GAO Report Identifies Thousands of CBP Officers Who Plainly Qualify for Law Enforcement Officer Status

Press Release December 20, 2006

Washington, D.C.—Only a single federal operation employs more law enforcement officers than does the Bureau of Customs and Border Protection (CBP), and yet these more than 17,000 dedicated border security employees continue to be denied the formal designation of federal law enforcement officer (LEO) and the retirement benefits that come with it.

“This continuing denial of LEO status for CBP Officers is not only wrong, it is indefensible,” said President Colleen M. Kelley of the National Treasury Employees Union (NTEU), which represents CBP employees.

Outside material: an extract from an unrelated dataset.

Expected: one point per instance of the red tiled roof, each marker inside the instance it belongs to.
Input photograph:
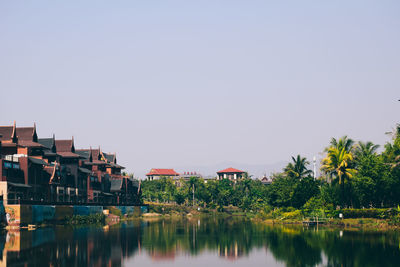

A Government Accountability Office (GAO) report to the House Judiciary Committee identifies 17,168 CBP employees who qualify for LEO status under the GAO definition. According to GAO, law enforcement officers are individuals who are authorized as part of their work to perform any of four specific law enforcement functions: conduct criminal investigations, execute search warrants, make arrests or carry firearms.

That number amounts to 12.77 percent of all federal law enforcement officers, GAO said, trailing only the Bureau of Prisons, which accounts for 24.8 percent of such personnel.

NTEU has long argued that CBP Officers fit every reasonable definition of law enforcement officers and by virtue of the difficult and dangerous work they engage in every day are fully entitled to the right to retire at age 50 with 20 years of federal service that comes with LEO status.

In recent years, a growing and bipartisan body of House and Senate members has co-sponsored legislation that would extend the LEO status with respect to 20-year retirement to CBP Officers. “We intend to keep up our battle to right this longstanding wrong,” President Kelley said.

NTEU is the largest independent federal union, representing some 150,000 employees in 30 agencies and departments, including nearly 15,000 in CBP.